I Taras Bul’ba (nome mutuato dall’omonima novella di Nikolaj Gogol’) sono attivi dall’ormai lontano 1996 e, con vari e fisiologici cambi di line-up, hanno raggiunto il traguardo del quinto lavoro in studio. La loro idea di musica è rimasta comunque piuttosto chiara: musica strumentale estremista, radicata su matrici hardcore, noise e funk ma aperta a ogni eventuale contaminazione.

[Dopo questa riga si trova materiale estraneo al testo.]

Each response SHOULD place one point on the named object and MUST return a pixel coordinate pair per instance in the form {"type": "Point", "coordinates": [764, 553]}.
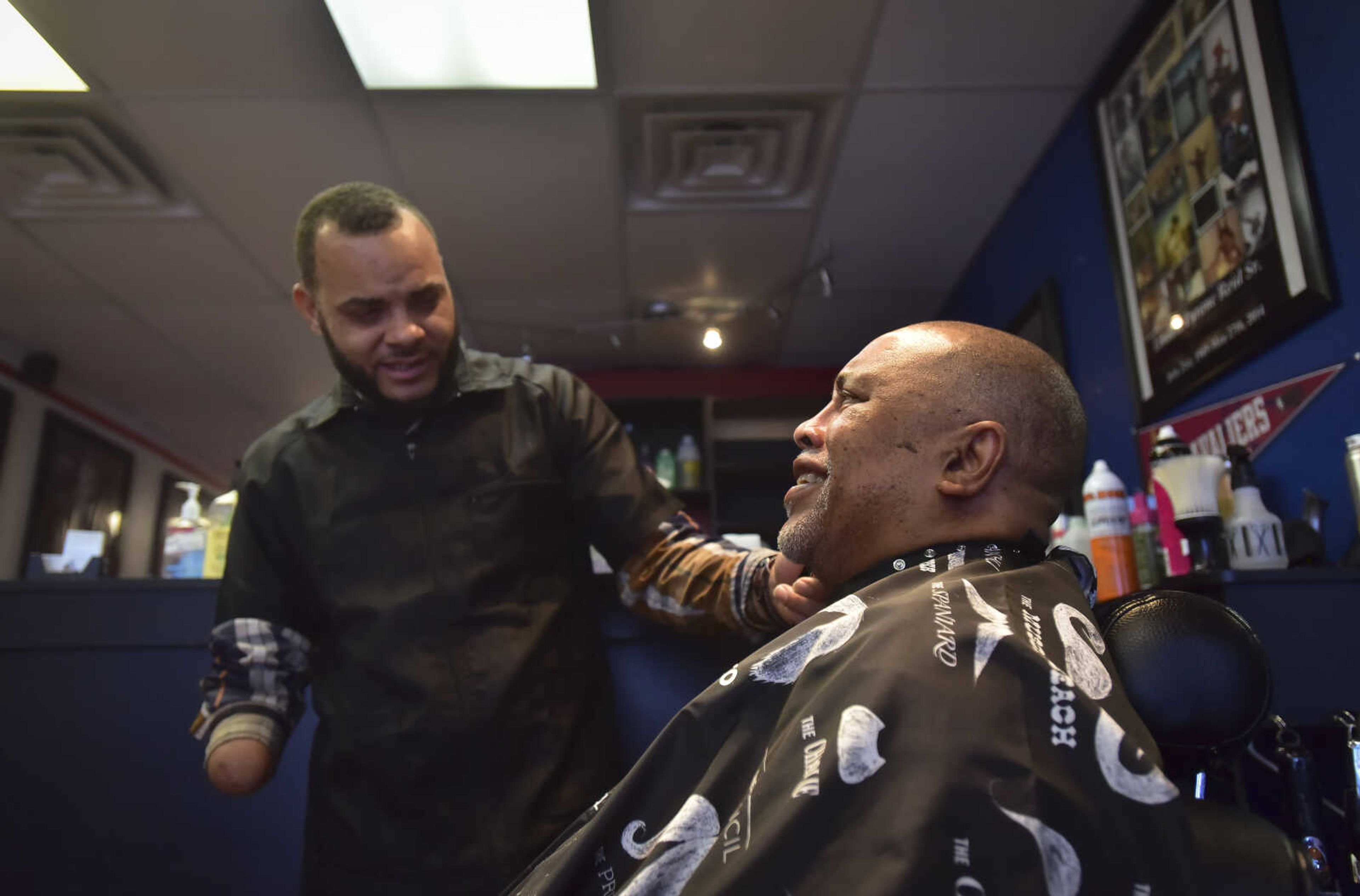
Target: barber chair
{"type": "Point", "coordinates": [1200, 679]}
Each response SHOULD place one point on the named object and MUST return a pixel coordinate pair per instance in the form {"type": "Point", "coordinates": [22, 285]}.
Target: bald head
{"type": "Point", "coordinates": [935, 433]}
{"type": "Point", "coordinates": [986, 374]}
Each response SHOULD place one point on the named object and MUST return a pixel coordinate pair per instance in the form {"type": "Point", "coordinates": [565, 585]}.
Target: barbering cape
{"type": "Point", "coordinates": [952, 727]}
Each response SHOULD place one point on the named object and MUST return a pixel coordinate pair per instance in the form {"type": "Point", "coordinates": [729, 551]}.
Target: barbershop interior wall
{"type": "Point", "coordinates": [1056, 229]}
{"type": "Point", "coordinates": [19, 467]}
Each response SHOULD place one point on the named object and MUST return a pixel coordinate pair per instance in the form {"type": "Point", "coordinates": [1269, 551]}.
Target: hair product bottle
{"type": "Point", "coordinates": [1112, 538]}
{"type": "Point", "coordinates": [1256, 538]}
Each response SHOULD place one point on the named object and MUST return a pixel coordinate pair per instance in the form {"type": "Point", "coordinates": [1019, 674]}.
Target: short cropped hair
{"type": "Point", "coordinates": [357, 209]}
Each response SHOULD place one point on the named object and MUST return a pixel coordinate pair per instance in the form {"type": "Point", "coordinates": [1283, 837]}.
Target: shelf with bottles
{"type": "Point", "coordinates": [670, 436]}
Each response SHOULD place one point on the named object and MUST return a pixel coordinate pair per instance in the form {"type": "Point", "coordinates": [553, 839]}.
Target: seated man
{"type": "Point", "coordinates": [950, 725]}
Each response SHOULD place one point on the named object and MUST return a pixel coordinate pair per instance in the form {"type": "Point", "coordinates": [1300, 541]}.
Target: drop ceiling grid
{"type": "Point", "coordinates": [254, 164]}
{"type": "Point", "coordinates": [155, 262]}
{"type": "Point", "coordinates": [720, 45]}
{"type": "Point", "coordinates": [168, 48]}
{"type": "Point", "coordinates": [521, 189]}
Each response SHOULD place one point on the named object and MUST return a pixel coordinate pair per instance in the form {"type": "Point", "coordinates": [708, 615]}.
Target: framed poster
{"type": "Point", "coordinates": [82, 483]}
{"type": "Point", "coordinates": [1215, 238]}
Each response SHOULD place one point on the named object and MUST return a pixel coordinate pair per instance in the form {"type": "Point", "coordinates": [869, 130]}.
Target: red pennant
{"type": "Point", "coordinates": [1253, 419]}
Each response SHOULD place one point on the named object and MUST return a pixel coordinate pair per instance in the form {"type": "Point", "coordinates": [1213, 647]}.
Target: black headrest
{"type": "Point", "coordinates": [1193, 669]}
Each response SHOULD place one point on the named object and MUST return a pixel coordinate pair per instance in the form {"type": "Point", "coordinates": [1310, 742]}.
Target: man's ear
{"type": "Point", "coordinates": [306, 305]}
{"type": "Point", "coordinates": [974, 460]}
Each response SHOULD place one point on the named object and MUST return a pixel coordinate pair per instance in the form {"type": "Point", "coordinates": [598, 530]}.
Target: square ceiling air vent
{"type": "Point", "coordinates": [68, 166]}
{"type": "Point", "coordinates": [702, 153]}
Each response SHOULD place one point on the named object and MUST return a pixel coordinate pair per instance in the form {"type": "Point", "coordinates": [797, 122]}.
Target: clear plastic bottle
{"type": "Point", "coordinates": [667, 468]}
{"type": "Point", "coordinates": [186, 539]}
{"type": "Point", "coordinates": [691, 465]}
{"type": "Point", "coordinates": [220, 531]}
{"type": "Point", "coordinates": [1112, 536]}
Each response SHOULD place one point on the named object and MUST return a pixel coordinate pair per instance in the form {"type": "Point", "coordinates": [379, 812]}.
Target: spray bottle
{"type": "Point", "coordinates": [1175, 549]}
{"type": "Point", "coordinates": [1112, 538]}
{"type": "Point", "coordinates": [220, 532]}
{"type": "Point", "coordinates": [187, 538]}
{"type": "Point", "coordinates": [1146, 549]}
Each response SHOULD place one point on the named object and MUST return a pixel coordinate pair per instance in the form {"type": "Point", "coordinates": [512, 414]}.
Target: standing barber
{"type": "Point", "coordinates": [415, 544]}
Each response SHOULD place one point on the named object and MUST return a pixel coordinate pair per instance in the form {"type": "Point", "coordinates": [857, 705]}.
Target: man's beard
{"type": "Point", "coordinates": [368, 385]}
{"type": "Point", "coordinates": [799, 539]}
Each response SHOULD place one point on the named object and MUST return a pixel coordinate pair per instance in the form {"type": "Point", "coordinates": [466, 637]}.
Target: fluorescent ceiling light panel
{"type": "Point", "coordinates": [468, 44]}
{"type": "Point", "coordinates": [28, 62]}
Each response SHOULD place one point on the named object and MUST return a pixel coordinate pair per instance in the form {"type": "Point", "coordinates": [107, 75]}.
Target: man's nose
{"type": "Point", "coordinates": [810, 436]}
{"type": "Point", "coordinates": [404, 329]}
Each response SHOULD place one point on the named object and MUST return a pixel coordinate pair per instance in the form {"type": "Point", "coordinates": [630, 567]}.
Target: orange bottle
{"type": "Point", "coordinates": [1112, 535]}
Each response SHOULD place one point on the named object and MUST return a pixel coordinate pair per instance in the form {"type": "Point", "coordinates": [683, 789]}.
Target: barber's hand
{"type": "Point", "coordinates": [240, 767]}
{"type": "Point", "coordinates": [795, 597]}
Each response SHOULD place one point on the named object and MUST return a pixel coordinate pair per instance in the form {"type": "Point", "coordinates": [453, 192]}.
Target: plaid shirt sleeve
{"type": "Point", "coordinates": [257, 668]}
{"type": "Point", "coordinates": [691, 581]}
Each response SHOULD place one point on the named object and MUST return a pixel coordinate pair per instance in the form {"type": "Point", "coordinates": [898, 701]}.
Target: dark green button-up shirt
{"type": "Point", "coordinates": [438, 570]}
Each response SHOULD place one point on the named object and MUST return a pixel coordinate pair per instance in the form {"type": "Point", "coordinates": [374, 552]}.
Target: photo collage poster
{"type": "Point", "coordinates": [1181, 142]}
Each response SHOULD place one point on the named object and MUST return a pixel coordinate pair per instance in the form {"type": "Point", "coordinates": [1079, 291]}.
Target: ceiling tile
{"type": "Point", "coordinates": [994, 42]}
{"type": "Point", "coordinates": [169, 47]}
{"type": "Point", "coordinates": [254, 164]}
{"type": "Point", "coordinates": [830, 332]}
{"type": "Point", "coordinates": [147, 262]}
{"type": "Point", "coordinates": [32, 274]}
{"type": "Point", "coordinates": [263, 350]}
{"type": "Point", "coordinates": [705, 44]}
{"type": "Point", "coordinates": [754, 256]}
{"type": "Point", "coordinates": [923, 176]}
{"type": "Point", "coordinates": [521, 188]}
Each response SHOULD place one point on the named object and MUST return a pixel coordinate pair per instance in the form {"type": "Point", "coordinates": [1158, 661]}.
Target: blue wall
{"type": "Point", "coordinates": [1056, 228]}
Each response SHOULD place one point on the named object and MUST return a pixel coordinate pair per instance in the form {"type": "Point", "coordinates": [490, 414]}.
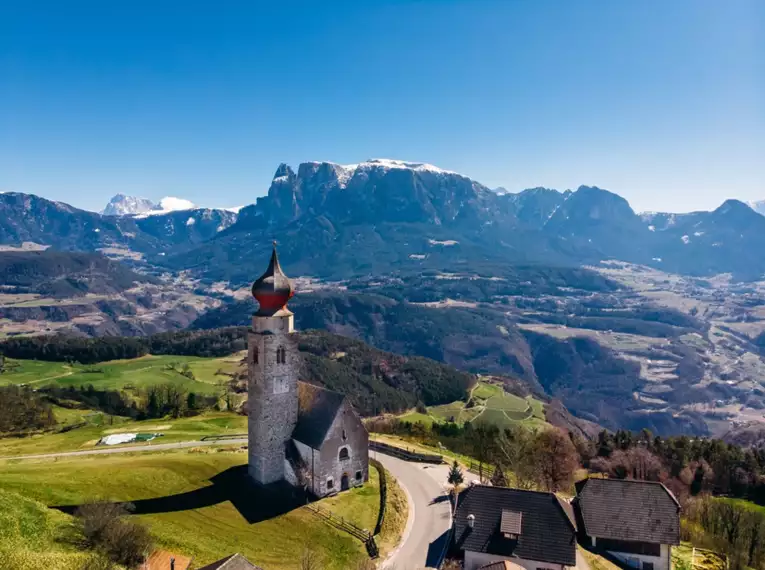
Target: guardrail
{"type": "Point", "coordinates": [224, 437]}
{"type": "Point", "coordinates": [406, 454]}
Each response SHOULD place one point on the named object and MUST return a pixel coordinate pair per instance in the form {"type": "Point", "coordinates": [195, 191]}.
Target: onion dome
{"type": "Point", "coordinates": [273, 289]}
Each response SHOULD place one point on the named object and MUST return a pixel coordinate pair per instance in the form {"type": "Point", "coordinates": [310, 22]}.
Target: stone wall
{"type": "Point", "coordinates": [273, 400]}
{"type": "Point", "coordinates": [347, 433]}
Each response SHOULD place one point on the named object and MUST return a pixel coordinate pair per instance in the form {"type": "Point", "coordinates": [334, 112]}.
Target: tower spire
{"type": "Point", "coordinates": [273, 289]}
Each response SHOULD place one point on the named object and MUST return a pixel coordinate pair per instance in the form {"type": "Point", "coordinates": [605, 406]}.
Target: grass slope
{"type": "Point", "coordinates": [184, 429]}
{"type": "Point", "coordinates": [491, 404]}
{"type": "Point", "coordinates": [120, 374]}
{"type": "Point", "coordinates": [33, 536]}
{"type": "Point", "coordinates": [206, 533]}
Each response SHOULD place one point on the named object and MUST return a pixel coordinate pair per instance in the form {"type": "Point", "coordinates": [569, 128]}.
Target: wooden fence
{"type": "Point", "coordinates": [483, 470]}
{"type": "Point", "coordinates": [406, 454]}
{"type": "Point", "coordinates": [345, 525]}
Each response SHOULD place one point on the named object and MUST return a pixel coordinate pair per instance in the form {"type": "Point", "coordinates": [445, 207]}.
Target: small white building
{"type": "Point", "coordinates": [637, 522]}
{"type": "Point", "coordinates": [515, 528]}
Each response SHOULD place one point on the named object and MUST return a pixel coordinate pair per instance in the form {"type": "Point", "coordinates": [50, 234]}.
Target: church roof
{"type": "Point", "coordinates": [317, 409]}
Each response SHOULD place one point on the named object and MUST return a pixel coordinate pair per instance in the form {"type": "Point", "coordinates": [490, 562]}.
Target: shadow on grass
{"type": "Point", "coordinates": [254, 502]}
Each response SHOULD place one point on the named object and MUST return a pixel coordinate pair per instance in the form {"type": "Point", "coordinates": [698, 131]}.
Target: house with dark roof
{"type": "Point", "coordinates": [232, 562]}
{"type": "Point", "coordinates": [528, 529]}
{"type": "Point", "coordinates": [637, 522]}
{"type": "Point", "coordinates": [303, 434]}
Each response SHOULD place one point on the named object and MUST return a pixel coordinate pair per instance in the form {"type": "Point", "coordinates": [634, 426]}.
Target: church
{"type": "Point", "coordinates": [303, 434]}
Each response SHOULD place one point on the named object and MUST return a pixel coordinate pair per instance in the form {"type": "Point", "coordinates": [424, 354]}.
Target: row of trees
{"type": "Point", "coordinates": [689, 466]}
{"type": "Point", "coordinates": [731, 526]}
{"type": "Point", "coordinates": [21, 410]}
{"type": "Point", "coordinates": [544, 459]}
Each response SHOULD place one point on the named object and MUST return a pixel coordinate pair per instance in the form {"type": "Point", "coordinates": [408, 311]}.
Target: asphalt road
{"type": "Point", "coordinates": [425, 538]}
{"type": "Point", "coordinates": [129, 449]}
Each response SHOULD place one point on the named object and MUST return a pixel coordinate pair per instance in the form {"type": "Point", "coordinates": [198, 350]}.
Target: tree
{"type": "Point", "coordinates": [498, 479]}
{"type": "Point", "coordinates": [455, 477]}
{"type": "Point", "coordinates": [557, 459]}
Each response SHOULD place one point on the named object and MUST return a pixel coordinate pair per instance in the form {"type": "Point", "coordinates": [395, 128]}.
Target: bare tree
{"type": "Point", "coordinates": [557, 459]}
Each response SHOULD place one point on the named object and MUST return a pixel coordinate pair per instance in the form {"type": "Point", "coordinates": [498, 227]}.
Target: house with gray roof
{"type": "Point", "coordinates": [637, 522]}
{"type": "Point", "coordinates": [521, 529]}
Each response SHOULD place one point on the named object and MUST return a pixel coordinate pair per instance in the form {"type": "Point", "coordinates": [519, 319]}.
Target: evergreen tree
{"type": "Point", "coordinates": [498, 479]}
{"type": "Point", "coordinates": [455, 478]}
{"type": "Point", "coordinates": [152, 408]}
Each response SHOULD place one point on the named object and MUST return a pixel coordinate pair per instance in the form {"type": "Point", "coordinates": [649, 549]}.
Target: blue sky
{"type": "Point", "coordinates": [660, 101]}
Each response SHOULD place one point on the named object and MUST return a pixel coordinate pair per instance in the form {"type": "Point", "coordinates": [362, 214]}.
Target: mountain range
{"type": "Point", "coordinates": [571, 293]}
{"type": "Point", "coordinates": [335, 221]}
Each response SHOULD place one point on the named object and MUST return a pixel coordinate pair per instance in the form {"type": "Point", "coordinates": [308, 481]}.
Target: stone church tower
{"type": "Point", "coordinates": [273, 365]}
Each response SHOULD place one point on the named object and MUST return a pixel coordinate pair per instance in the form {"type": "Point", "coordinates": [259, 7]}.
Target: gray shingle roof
{"type": "Point", "coordinates": [232, 562]}
{"type": "Point", "coordinates": [625, 509]}
{"type": "Point", "coordinates": [510, 522]}
{"type": "Point", "coordinates": [547, 534]}
{"type": "Point", "coordinates": [317, 409]}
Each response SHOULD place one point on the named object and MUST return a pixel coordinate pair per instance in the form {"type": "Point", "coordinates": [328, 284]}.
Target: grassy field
{"type": "Point", "coordinates": [205, 532]}
{"type": "Point", "coordinates": [183, 429]}
{"type": "Point", "coordinates": [124, 374]}
{"type": "Point", "coordinates": [491, 404]}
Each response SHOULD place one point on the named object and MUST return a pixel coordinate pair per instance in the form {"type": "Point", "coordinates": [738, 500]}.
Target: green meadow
{"type": "Point", "coordinates": [490, 403]}
{"type": "Point", "coordinates": [206, 532]}
{"type": "Point", "coordinates": [208, 373]}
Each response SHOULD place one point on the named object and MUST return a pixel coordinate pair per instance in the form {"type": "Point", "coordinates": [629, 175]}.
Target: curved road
{"type": "Point", "coordinates": [424, 540]}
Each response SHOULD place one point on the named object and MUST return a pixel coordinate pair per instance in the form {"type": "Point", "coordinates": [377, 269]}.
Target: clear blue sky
{"type": "Point", "coordinates": [662, 101]}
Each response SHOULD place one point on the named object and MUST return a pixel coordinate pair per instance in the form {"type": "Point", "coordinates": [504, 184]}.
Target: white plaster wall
{"type": "Point", "coordinates": [474, 560]}
{"type": "Point", "coordinates": [662, 562]}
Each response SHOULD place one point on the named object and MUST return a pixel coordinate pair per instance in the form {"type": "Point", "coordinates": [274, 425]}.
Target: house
{"type": "Point", "coordinates": [305, 435]}
{"type": "Point", "coordinates": [233, 562]}
{"type": "Point", "coordinates": [637, 522]}
{"type": "Point", "coordinates": [527, 529]}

“Amur” è disco cupo e gutturale, fatto di suoni distorti e maniacalmente fragorosi di un mondo ormai al collasso, dove si sentono voci in lontananza, urla stridenti che si mescolano ai clangori degli oggetti mangiati dall’incendio. Un fuoco che distrugge e fonde tutto ciò che incontra, alzando una fitta coltre di fumo che ottunde i sensi dell’ascoltatore manco si trovasse nella Mosca alle prese con l’avanzata delle truppe napoleoniche. Forte infatti deve essere l’influenza della cultura sovietica sui componenti della band, come si evince qua e là nei titoli di alcune composizioni (“Ogro”, “My name is Igor”, “Ior”) e dalle atmosfere che si respirano. Se avete pensato per un secondo al sentimento dei cuoricini rossi, lasciate stare; qua ci troviamo in territori di confine, aspri come solo le terre della Mongolia sanno essere, dove nascono pesci immensi e spaventosi che si nutrono di putridume e sogni di gloria terrena infranti. Il tempo scandito da un blues di anime morte che si impasta ai rumori siderurgici del funk, spruzzandoli fugacemente di math rock (che è sempre cosa buona e giusta da quando imperversano i Battles).
“Amur” è un “fatiscente catafalco” che apprezzerete se le vostre orecchie sono già sintonizzate su certe frequenze altrimenti lo troverete dannatamente rumoroso e noioso, perchè qui siamo di fronte ad un disco di genere senza vie di scampo.